Internat nord-sud : NTM ou IAM ?

© DR.

« Après avoir bossé comme des tarés, nous repassions un nouveau concours pour accéder à notre spé et choisir notre lieu d'internat. Je l’ai très mal vécu, comme une véritable injustice », témoigne Estelle Wafo, gynécologue-obstétricienne à l’hôpital de Jossigny (GHEF, Grand Hôpital de l’Est francilien en Seine-et-Marne), qui a choisi sa spécialité lors de son avant-dernier stage avant le concours, alors qu’elle se destinait à la pédiatrie : « Certains de mes amis qui avaient "fait médecine" pour une spé précise n’y sont pas parvenus, je ne me plains pas. » 

Même détermination pour Gilles Fock-Yee, psychiatre aux hôpitaux publics de Saint-Maurice (94) : « À partir de la D2-D3, j’ai éprouvé un intérêt croissant pour la psychiatrie, en multipliant les stages. Il fallait passer le concours pour accéder à la psychiatrie ou à la neurologie, j’y étais donc décidé, même si j’avais dû aller dans de petites villes ! J’ai donc énormément bachoté pour y arriver, la dernière année a été très éprouvante. » 

« Je me disais que le concours ne m'apporterait rien »
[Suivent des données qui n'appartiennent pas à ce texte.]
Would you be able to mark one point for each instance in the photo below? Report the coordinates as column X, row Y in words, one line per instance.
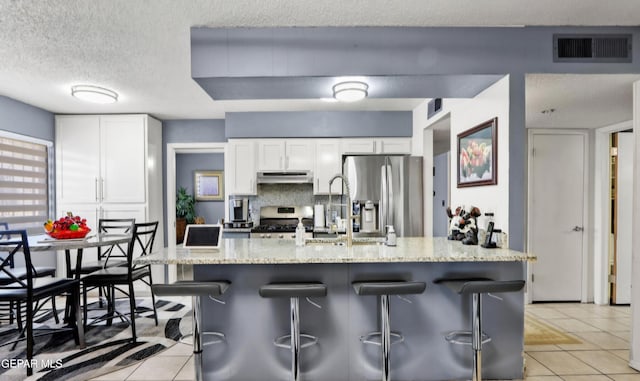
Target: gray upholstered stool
column 383, row 289
column 294, row 291
column 195, row 289
column 475, row 337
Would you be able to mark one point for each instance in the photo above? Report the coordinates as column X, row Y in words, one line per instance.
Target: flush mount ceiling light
column 350, row 91
column 94, row 94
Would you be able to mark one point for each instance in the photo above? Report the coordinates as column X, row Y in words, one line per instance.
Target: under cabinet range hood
column 284, row 177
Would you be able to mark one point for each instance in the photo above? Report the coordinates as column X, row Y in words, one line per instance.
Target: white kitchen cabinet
column 77, row 159
column 328, row 163
column 241, row 176
column 109, row 166
column 122, row 155
column 376, row 146
column 285, row 154
column 271, row 155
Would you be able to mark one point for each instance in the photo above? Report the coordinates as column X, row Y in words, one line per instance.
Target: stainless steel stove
column 280, row 222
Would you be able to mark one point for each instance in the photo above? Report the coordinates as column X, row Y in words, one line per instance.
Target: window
column 24, row 182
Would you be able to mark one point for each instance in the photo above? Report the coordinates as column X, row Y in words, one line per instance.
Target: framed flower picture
column 478, row 155
column 209, row 185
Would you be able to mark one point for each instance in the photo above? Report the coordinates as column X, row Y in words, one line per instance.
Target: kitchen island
column 251, row 323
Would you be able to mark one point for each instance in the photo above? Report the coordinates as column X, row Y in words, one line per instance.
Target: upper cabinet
column 241, row 179
column 285, row 154
column 375, row 146
column 109, row 166
column 101, row 159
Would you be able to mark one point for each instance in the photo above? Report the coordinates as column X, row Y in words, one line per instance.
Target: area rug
column 539, row 333
column 108, row 348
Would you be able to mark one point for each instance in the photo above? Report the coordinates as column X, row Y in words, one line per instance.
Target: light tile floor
column 602, row 356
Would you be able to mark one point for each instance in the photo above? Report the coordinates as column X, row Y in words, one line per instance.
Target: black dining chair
column 111, row 256
column 31, row 290
column 115, row 278
column 11, row 309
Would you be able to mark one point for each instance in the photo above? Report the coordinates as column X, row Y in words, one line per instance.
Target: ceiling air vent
column 592, row 48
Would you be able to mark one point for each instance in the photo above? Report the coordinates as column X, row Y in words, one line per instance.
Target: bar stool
column 194, row 289
column 294, row 291
column 477, row 287
column 383, row 289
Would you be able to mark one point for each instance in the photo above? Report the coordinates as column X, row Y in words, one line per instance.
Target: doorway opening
column 441, row 175
column 172, row 175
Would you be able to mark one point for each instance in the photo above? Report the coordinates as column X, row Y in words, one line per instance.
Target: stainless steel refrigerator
column 386, row 190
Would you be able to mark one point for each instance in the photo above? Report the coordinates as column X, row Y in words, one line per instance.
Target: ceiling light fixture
column 94, row 94
column 350, row 91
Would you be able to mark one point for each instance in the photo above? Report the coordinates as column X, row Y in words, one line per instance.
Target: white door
column 624, row 186
column 557, row 209
column 123, row 160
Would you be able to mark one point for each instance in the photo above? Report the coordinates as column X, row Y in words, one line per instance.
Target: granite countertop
column 274, row 251
column 237, row 230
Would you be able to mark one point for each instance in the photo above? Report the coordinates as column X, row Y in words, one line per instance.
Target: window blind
column 24, row 199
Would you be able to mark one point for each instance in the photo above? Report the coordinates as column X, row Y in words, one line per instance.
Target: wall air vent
column 592, row 48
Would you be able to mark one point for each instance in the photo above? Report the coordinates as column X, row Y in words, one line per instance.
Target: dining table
column 43, row 242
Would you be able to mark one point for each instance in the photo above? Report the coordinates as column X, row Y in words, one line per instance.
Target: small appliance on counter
column 238, row 209
column 280, row 222
column 238, row 213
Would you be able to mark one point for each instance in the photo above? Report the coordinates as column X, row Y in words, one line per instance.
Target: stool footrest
column 219, row 338
column 285, row 341
column 367, row 339
column 464, row 337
Choix différent en 1993 pour Sophie Heber-Suffrin, médecin addictologue à Narbonne, qui n’a jamais voulu passer le concours : « J’ai fait médecine pour rejoindre Médecins Sans Frontières et n’avais pas besoin de passer le concours pour partir. Je n’étais pas dans la réalité de l’exercice de la médecine, d’une certaine façon… et je n’ai absolument pas aimé ces études où l’on ne nous apprenait pas à penser, et dans lesquelles on ne parlait pas de l’être humain dans sa globalité, encore moins de sa psychologie. Je me disais que le concours ne m’apporterait rien, je ne me projetais pas du tout dans une spécialité et ne me voyais surtout pas me coltiner 4 à 5 ans d’études en plus ! » 

« Toute une expédition »

Estelle et Gilles, en bons Parisiens, ont « dû » franchir non seulement le périph’, mais aussi la Loire pour passer la seconde partie du concours, après une première salve au nord : « Un concours que nous passions tous ensemble – soit environ 4 500 –, dans un immense hangar. À Marseille, j’étais à l’hôtel avec un copain, nous avions tellement travaillé que pour nous détendre, nous sommes allés au cinéma », se souvient Gilles. De ses deux concours, Estelle garde aussi de bons souvenirs : « J’ai eu la très grande chance de faire partie d’un groupe où nous nous soutenions énormément. Lorsque nous sommes partis à Montpellier, nous avions réservé des chambres et un train ensemble. J’étais un peu moins stressée parce que j’avais tout investi côté nord puisque je ne voulais pas bouger de Paris. Il faisait beau… On en a profité ensuite. » 

« Je ne regrette rien »

Les résultats arrivent, et voici nos deux Parisiens mieux classés au sud qu’au nord. Ils y font donc leur choix de CHU : Brest pour Estelle – car Brest était alors rangé au sud, peut-être pour pouvoir donner l’illusion d’un fort taux d’ensoleillement ? –, Lyon pour Gilles, qui avec 700 places de différence s’y positionne pour être bien classé en psychiatrie et pouvoir éventuellement effectuer un remords : « À l’époque la psychiatrie était prisée, le premier à la choisir était environ 650e sur 4 500, de même que la médecine interne…) »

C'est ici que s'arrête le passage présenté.